Ich zerbreche mir schon den ganzen Tag den Kopf darüber wie ich das umsetzen kann.. Ich weiß ich hab noch nicht viel Code, aber ich hoffe ihr könnt mir trotzdem helfen bzw. einen Schritt zeigen (und wenn es nur ein kleiner ist) wie ich weiterkomme!

Danke.

Liebe Grüße


----------



## Der Müde Joe (11. Jan 2007)

was ist eine Kopf gesteuerte Schleife?

for, while ,.... iterativ
via methode...rekursiv

zb:

for(int i = 0 ; summe < grenzwert ; i++{
 summe += i;
}

oder wie denn?


----------



## Wildcard (11. Jan 2007)

Der Müde Joe hat gesagt.:
			
		

> was ist eine Kopf gesteuerte Schleife?


Na das Gegenteil einer schwanzgesteuerten...  :wink:


----------



## Gast (11. Jan 2007)

Ich meine eine "While" Schleife. Erst wenn eine bestimmte Bedingung erfüllt ist, wird die Schleife durchlaufen.
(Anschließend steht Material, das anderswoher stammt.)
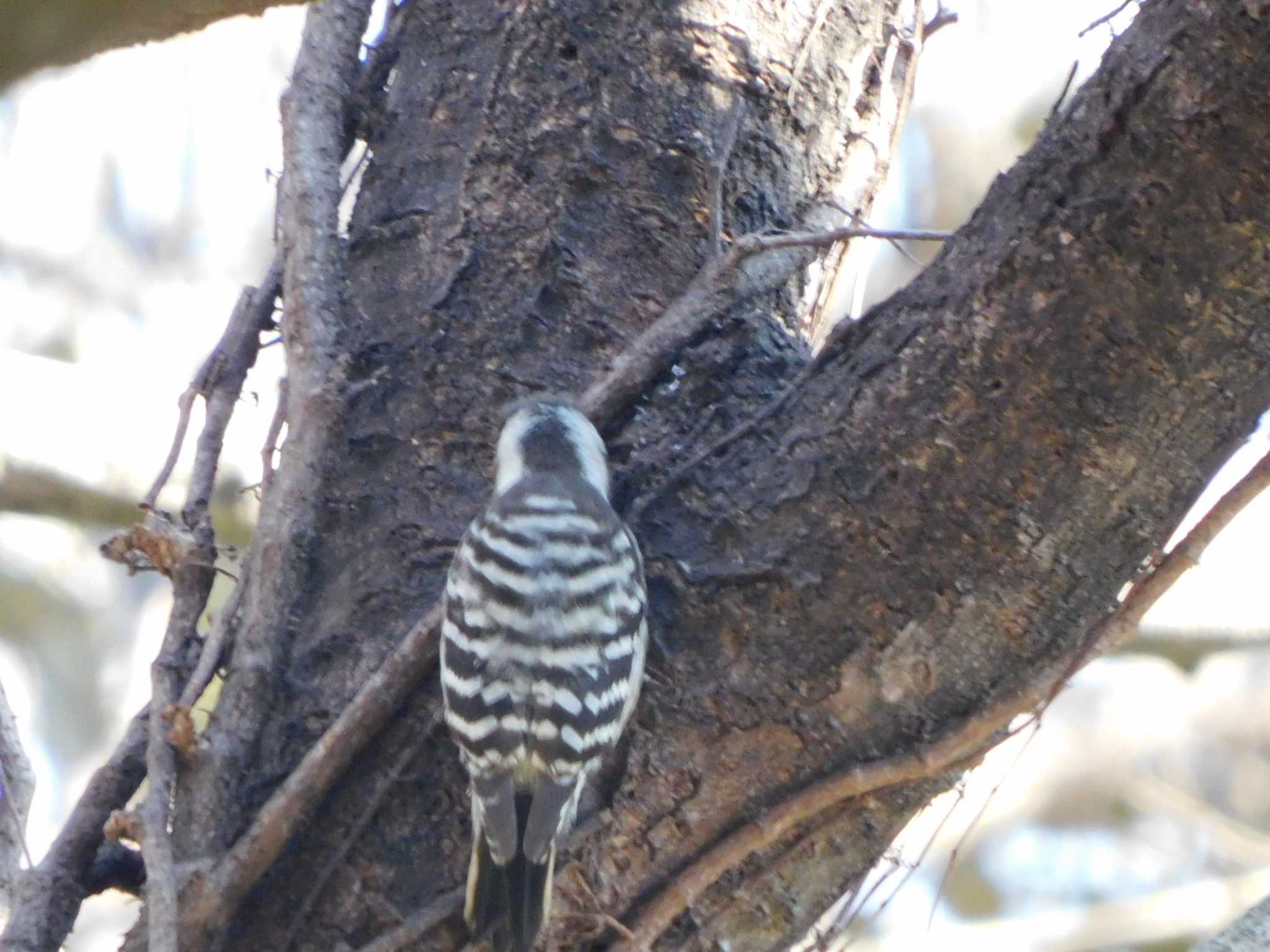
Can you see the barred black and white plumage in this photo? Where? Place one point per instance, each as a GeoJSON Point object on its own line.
{"type": "Point", "coordinates": [544, 638]}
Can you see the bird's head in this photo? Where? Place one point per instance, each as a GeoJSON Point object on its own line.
{"type": "Point", "coordinates": [550, 434]}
Hoffe ihr könnt mir irgendeinen Tipp zur weiteren Umsetzung geben.


----------



## Gast (11. Jan 2007)

wenn ich mich richtig entsinne:

Kopgesteuerte schleife : while
Die while-Schleife heißt deshalb kopfgesteuert, weil am Kopf der Schleife entschieden wird, ob die Anweisungen im Schleifenkörper ausgeführt werden sollen. 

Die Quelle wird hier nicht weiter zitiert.